Francine Busby headshotFrancine Busby was one of the first candidates Blue America ever endorsed. 1,216 members of our community contributed $22,828 to her campaign to succeed Republican bribe taker Randy "Duke" Cunningham in 2006. She took 43% of the vote (to lobbyist Brian Bilbray’s 54%). Two years earlier she had taken on Cunningham himself, winning 36% of the vote and spending $212,406 against Cunningham’s $939,542. What attracted us to Francine’s candidacy in 2006 was her absolute determination to stand up for basic progressive values in a strongly red district. Unlike the 2008 candidate, she didn’t play Republican-lite. At all times she tried persuading independents and moderate Republicans that her solutions were better than those offered by right-wing ideology.
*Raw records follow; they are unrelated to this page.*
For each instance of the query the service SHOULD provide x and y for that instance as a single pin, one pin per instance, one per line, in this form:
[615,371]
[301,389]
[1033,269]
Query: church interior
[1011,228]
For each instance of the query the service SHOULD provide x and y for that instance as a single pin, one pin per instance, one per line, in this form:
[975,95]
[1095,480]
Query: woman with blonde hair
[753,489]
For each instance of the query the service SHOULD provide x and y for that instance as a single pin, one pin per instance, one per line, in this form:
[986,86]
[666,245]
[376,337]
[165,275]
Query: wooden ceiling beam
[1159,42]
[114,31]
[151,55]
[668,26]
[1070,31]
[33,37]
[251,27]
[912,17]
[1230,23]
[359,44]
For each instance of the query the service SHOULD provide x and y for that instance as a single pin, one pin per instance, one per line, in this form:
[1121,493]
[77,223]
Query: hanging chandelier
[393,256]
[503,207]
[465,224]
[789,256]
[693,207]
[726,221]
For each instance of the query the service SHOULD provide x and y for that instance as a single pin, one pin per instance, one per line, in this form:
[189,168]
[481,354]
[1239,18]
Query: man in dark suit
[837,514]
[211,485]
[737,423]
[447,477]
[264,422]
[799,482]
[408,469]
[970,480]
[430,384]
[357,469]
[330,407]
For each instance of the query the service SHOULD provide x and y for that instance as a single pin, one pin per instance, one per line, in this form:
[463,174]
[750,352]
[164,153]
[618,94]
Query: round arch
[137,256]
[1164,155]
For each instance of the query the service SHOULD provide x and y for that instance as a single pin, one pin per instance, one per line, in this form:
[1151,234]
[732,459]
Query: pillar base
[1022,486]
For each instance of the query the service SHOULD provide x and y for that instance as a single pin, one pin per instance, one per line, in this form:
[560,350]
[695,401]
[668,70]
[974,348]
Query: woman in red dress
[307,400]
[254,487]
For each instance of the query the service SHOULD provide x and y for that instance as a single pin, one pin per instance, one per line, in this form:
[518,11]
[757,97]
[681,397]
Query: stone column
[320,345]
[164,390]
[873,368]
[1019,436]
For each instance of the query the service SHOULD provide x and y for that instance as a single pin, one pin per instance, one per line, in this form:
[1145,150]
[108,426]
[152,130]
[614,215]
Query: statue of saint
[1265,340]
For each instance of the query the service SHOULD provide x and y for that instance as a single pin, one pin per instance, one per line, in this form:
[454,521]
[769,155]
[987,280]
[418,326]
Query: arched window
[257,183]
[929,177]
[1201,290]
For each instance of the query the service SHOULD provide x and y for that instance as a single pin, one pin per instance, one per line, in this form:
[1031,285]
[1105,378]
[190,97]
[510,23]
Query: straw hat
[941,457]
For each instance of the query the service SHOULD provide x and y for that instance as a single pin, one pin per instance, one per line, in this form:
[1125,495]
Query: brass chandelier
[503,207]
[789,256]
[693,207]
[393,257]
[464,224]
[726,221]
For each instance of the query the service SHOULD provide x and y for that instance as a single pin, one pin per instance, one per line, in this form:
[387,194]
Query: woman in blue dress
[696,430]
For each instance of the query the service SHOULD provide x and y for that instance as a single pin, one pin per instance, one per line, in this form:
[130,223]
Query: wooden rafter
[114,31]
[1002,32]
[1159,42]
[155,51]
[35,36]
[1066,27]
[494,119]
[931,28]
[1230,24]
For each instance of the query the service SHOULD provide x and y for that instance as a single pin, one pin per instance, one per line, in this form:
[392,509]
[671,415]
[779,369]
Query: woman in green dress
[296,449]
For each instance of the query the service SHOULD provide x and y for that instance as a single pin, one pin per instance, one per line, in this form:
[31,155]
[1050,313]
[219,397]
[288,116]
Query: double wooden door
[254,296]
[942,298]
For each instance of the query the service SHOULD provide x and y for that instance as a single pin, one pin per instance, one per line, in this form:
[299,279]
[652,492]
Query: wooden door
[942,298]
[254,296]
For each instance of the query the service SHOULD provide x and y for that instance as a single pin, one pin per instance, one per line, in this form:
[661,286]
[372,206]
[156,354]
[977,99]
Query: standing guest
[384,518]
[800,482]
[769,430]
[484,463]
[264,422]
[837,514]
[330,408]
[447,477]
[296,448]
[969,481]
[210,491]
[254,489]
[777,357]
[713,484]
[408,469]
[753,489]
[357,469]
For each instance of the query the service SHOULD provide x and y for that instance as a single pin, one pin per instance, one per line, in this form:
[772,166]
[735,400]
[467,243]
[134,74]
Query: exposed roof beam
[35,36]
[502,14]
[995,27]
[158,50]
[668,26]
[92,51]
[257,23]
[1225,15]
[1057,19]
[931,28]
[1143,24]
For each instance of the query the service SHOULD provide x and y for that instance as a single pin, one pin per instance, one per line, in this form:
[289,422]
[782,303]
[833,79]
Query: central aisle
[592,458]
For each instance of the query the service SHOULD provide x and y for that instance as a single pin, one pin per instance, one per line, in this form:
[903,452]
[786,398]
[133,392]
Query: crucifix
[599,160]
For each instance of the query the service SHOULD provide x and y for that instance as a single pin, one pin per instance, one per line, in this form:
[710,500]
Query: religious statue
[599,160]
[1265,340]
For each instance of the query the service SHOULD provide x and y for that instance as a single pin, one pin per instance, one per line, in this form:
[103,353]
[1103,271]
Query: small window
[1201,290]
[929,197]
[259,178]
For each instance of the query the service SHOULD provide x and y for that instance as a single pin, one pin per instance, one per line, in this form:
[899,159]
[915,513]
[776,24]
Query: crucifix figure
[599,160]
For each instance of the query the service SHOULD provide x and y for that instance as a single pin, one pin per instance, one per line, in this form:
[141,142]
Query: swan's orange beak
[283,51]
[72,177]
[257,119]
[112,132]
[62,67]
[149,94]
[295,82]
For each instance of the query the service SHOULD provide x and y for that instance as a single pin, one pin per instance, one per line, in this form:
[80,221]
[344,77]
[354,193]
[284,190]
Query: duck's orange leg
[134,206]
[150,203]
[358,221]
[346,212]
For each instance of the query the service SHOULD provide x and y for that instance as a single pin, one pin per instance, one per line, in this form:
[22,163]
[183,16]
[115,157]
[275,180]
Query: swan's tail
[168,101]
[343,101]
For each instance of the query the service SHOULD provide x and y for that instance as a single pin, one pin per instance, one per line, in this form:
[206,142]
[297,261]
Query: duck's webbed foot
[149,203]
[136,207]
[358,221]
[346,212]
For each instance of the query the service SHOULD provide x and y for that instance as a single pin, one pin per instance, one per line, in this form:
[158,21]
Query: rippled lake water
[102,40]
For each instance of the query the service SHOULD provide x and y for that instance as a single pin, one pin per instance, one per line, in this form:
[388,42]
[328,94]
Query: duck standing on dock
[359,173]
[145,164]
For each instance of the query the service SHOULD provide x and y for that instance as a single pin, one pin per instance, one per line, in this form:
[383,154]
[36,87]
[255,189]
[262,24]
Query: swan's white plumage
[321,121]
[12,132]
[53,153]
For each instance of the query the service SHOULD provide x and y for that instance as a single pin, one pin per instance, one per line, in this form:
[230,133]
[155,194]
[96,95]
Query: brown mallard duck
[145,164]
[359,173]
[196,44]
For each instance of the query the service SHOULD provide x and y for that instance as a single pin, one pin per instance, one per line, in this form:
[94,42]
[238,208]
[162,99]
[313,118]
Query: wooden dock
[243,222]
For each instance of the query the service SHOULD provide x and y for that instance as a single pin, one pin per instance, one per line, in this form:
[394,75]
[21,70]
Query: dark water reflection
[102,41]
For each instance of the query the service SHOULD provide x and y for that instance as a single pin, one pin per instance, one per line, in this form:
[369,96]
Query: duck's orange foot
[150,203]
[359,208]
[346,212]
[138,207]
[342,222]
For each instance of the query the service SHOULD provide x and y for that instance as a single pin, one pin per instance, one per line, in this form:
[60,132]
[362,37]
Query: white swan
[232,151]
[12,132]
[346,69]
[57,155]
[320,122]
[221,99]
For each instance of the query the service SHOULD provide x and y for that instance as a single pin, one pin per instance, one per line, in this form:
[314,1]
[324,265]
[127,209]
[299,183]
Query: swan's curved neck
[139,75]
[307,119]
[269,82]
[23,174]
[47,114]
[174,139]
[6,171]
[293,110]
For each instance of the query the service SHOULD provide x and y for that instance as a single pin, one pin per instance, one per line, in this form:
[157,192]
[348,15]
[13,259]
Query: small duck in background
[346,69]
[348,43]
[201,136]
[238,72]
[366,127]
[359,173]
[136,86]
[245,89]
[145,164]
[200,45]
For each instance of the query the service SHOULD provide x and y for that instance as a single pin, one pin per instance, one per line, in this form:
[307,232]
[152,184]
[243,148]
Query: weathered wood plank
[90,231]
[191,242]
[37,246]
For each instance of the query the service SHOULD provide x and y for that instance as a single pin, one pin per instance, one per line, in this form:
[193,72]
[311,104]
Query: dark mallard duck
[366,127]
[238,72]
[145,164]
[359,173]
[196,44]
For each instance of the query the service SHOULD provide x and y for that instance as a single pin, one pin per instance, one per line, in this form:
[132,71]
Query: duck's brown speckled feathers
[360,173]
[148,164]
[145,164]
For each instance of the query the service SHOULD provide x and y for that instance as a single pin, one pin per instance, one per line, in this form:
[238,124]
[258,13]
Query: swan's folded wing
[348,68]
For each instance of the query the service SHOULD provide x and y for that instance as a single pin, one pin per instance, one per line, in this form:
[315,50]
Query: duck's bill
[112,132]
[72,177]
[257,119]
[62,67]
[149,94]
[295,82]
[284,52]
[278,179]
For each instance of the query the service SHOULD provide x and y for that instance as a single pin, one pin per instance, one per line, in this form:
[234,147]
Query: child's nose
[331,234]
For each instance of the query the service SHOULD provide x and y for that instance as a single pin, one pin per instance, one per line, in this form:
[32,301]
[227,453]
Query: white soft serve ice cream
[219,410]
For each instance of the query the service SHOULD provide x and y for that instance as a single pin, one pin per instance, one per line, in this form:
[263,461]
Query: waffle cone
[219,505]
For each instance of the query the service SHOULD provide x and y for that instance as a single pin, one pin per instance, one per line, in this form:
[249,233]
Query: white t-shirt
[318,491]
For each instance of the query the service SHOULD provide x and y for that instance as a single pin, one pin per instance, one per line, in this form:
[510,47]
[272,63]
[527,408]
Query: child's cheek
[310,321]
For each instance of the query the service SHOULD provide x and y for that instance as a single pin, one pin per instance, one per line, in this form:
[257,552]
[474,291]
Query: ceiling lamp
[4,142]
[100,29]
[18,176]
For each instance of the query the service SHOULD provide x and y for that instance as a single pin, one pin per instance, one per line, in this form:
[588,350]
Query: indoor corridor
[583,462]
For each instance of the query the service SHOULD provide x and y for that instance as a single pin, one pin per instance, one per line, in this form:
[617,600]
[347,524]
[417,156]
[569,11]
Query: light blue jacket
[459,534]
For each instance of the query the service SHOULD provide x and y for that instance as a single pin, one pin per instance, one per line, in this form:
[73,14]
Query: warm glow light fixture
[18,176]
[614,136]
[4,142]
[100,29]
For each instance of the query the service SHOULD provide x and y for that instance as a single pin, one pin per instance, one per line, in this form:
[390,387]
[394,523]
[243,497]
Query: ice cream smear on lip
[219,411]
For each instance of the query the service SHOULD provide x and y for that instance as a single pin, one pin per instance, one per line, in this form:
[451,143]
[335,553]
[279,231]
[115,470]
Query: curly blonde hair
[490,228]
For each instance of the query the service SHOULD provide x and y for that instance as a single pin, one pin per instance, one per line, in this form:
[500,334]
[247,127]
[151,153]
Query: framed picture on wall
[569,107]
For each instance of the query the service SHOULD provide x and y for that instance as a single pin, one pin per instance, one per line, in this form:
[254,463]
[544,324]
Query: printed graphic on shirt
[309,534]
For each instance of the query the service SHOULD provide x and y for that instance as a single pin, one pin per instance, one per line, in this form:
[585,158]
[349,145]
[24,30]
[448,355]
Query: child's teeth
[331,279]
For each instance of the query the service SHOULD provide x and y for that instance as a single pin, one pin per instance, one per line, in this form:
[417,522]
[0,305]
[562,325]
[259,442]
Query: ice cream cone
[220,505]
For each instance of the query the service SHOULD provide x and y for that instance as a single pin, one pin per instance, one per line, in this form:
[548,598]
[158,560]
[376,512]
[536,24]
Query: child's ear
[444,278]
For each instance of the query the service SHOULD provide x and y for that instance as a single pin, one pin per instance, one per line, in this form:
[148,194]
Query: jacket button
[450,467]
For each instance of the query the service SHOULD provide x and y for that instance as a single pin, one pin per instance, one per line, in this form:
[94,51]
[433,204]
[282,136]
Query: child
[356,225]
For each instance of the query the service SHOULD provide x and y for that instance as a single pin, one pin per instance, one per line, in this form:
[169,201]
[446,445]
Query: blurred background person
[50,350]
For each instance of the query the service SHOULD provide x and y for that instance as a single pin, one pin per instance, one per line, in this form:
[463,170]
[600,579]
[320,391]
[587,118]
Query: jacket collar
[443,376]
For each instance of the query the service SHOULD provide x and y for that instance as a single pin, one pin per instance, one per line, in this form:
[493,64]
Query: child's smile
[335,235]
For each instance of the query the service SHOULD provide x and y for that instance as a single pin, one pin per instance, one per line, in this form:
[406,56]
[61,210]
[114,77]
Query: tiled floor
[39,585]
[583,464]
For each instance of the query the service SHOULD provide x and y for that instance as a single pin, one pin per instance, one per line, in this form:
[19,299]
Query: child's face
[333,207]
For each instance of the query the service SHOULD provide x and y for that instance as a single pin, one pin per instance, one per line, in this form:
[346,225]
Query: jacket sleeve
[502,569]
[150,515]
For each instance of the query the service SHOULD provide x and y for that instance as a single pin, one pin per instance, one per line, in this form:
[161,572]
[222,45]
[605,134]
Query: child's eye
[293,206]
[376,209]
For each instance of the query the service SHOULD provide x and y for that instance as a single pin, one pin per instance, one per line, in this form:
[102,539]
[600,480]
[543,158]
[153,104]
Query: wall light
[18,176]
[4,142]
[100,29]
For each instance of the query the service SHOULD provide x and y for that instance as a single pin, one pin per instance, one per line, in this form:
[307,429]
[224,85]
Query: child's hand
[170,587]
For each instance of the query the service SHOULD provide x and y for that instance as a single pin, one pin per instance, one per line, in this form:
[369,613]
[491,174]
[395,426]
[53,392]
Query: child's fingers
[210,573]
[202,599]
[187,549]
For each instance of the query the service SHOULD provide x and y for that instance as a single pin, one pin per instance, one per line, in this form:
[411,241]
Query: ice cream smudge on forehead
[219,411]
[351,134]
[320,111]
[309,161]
Thursday, Francine announced that she would run against Bilbray again in 2010. I called her yesterday and invited her to come on for a chat at Firedoglake today. Before joining us in the comments section below for a live discussion, let’s do a little quick catch-up on the politics of CA-50. Francine reminded me that when she first ran in 2004 "there was very little Democratic presence in this North County San Diego area. There was a 16% Republican voter registration advantage in this very gerrymandered district. "I ran," she said, "because it was a time when I couldn’t stand to not be active any longer in speaking out against what the Bush Administration was doing; I needed to stand up and do something. We built the nucleus of a network of Democrats and progressives in North County… Now we’re starting this campaign with 500 precinct captains already in place. The differences between 2006 and now are enormous." That’s exactly what I was eager to hear about.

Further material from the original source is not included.